The new discriminatory wave mocks the words of EU's Charter of Fundamental Rights, which is based on "human dignity, freedom, equality and solidarity."
In the United Kingdom, under the 2003 European Arrest Warrant Act, people can be held and extradited on a charge that is not even a crime.
The warrant can be issued against any person by the prosecuting authorities of any EU country.
The defendants are often held in British custody. Sometimes they are held for months until their appeals against extradition are dismissed -- as they almost always are.
Britain's Home Office has predicted that the number of Europeans held for extradition by British police will likely go up 70 percent in 2011.
In Italy, from the prime minister down, politicians have all united in scorning "irregular third-country citizens and nomads" in a manner that has appeared to legitimize acts of discrimination and violence.
In July, Italian Prime Minister Silvio Berlusconi made a "declaration of state of emergency" which justifies extraordinary measures, including fingerprinting and photographing Roma people and other immigrants, including children.
In France, criticism piles up against President Nicolas Sarkozy's plan to expel hundreds of Roma gypsies and shut down some 300 Roma camps in the country within the next few months.
Most of the new gypsy arrivals in France are from Romania and Bulgaria, which are EU member states, whose citizens are ostensibly entitled to freedom of movement and residence throughout the Union.
However, Roma people live on the margins of a mostly hostile mainstream society in poor standards of housing, healthcare and education.
A wave of governmental anti-Islamic tactics has also been observed across the European Union.

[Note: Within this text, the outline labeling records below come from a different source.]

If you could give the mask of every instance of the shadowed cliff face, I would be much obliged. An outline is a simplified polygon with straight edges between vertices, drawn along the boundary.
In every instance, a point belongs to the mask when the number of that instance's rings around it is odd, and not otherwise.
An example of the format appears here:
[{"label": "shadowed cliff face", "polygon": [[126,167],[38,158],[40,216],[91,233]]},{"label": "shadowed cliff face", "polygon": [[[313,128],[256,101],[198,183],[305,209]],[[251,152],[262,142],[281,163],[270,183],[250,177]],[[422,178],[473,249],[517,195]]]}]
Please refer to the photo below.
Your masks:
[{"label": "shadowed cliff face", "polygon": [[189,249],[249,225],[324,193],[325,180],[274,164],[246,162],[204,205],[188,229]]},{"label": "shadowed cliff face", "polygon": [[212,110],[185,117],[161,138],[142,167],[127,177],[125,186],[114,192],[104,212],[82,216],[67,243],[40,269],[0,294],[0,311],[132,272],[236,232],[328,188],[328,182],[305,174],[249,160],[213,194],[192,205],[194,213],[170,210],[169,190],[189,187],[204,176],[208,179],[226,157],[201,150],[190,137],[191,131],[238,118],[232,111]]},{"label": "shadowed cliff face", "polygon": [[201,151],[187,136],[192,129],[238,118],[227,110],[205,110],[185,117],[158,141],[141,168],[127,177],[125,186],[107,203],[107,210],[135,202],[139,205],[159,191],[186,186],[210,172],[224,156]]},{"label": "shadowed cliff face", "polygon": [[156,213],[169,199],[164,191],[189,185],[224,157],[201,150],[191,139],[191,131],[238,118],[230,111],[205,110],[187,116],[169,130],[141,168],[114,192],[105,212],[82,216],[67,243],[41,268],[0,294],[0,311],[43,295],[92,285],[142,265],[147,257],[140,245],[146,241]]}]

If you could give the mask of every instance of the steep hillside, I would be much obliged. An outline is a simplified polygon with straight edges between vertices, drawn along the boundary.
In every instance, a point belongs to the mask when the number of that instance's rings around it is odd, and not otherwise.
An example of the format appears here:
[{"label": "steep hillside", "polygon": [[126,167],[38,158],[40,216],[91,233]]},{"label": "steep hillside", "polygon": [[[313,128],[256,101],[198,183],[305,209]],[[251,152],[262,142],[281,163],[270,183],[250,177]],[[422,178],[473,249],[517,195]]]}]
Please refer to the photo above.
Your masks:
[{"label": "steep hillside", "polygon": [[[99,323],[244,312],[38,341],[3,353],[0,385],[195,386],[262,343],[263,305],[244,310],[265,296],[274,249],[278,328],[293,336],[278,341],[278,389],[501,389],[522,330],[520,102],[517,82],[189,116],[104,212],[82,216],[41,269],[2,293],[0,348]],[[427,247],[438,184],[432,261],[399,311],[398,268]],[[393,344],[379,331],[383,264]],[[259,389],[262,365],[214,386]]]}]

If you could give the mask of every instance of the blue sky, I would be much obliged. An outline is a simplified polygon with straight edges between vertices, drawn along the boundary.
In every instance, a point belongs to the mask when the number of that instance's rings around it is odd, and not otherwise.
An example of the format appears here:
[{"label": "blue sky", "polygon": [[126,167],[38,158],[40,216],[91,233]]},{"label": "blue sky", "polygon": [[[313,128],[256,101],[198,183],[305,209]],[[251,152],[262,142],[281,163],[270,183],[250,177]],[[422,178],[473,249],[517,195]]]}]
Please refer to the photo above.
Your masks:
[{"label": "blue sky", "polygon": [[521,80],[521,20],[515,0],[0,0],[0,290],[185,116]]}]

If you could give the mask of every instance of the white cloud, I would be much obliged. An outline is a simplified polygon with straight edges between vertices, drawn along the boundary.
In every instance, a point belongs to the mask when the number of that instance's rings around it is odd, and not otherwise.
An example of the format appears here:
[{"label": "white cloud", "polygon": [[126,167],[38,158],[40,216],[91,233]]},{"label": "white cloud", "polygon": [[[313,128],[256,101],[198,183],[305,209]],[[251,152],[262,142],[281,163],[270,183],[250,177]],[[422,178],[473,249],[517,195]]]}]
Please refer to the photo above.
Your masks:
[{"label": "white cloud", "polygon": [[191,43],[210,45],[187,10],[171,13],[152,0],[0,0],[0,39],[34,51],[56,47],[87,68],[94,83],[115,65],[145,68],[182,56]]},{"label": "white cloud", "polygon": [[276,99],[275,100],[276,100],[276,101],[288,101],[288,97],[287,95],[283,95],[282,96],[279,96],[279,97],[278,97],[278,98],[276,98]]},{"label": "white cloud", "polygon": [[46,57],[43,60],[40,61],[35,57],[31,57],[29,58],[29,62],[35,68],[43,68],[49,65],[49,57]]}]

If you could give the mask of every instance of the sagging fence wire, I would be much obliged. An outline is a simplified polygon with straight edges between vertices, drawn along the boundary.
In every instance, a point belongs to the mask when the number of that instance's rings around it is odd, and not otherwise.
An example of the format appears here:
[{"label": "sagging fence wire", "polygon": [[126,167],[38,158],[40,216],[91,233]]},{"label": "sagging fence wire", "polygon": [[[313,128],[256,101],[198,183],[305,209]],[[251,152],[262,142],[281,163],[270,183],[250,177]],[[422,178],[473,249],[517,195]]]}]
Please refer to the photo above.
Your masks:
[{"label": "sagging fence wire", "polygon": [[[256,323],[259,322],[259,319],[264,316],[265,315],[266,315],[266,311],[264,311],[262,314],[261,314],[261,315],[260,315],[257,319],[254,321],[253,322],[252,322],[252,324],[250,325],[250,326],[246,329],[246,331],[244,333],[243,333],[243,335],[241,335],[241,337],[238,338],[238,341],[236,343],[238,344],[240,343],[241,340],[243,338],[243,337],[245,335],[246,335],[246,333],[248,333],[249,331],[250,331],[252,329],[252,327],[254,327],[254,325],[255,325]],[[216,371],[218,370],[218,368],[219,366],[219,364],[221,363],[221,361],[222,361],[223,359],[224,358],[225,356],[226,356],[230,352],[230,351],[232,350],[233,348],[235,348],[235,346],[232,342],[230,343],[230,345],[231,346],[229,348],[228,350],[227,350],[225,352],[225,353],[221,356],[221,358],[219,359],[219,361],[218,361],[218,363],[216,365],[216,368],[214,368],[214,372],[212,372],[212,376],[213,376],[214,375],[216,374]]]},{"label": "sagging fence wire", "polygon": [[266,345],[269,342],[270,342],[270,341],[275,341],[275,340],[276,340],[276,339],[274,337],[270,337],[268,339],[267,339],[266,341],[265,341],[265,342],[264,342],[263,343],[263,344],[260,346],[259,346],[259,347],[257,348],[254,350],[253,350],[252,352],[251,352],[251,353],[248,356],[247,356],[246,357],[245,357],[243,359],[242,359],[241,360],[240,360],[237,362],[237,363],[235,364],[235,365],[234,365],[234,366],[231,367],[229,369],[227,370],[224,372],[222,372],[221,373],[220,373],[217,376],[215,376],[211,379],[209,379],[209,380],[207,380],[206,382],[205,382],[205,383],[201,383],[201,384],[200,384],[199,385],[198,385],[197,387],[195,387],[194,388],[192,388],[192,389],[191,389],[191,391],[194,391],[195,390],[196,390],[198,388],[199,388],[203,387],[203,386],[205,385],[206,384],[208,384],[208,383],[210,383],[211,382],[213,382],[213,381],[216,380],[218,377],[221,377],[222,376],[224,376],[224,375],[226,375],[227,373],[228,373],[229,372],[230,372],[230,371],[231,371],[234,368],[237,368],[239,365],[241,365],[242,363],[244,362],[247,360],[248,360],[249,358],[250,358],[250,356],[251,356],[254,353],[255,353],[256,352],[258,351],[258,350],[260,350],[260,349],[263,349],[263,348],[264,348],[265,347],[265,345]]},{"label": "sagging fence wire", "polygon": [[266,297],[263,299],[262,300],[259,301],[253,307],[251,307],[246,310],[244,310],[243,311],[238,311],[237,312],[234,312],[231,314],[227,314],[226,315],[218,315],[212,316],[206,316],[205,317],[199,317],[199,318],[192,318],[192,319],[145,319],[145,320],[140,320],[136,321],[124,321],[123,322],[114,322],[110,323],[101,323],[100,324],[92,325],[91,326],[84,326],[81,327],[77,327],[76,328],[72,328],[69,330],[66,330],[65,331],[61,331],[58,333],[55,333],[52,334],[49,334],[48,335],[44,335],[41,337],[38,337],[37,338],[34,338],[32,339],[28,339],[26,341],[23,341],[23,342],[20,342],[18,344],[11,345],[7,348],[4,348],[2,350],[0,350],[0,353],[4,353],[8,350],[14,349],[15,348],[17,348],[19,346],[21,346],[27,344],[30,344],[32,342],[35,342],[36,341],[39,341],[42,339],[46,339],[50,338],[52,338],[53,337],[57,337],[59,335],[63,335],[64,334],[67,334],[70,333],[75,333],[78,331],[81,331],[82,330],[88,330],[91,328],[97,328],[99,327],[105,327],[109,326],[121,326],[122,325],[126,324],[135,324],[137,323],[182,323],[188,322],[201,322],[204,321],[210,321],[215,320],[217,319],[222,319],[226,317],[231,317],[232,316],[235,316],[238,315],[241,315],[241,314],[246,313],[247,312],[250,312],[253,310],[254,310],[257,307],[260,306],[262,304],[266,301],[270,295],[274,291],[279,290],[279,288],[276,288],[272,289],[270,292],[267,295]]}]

Earlier this summer, by a vote of 335 to 1, France's lower house of parliament approved a ban on wearing face-covering veils in public. There have been attempts to enact similar bans in Belgium and Spain.
The EU has already allowed France, among other states, to ban religious headgear in schools and universities.
Perhaps the most stunning demonstration of Europe's growing anxiety about diversity came in Switzerland, which has long prided itself as a haven for refugees.
In a referendum last November, Swiss voters imposed a constitutional ban on the construction of minarets, the prayer towers of mosques. This is while Switzerland has only four minarets and Muslims make up roughly 5 percent of the population.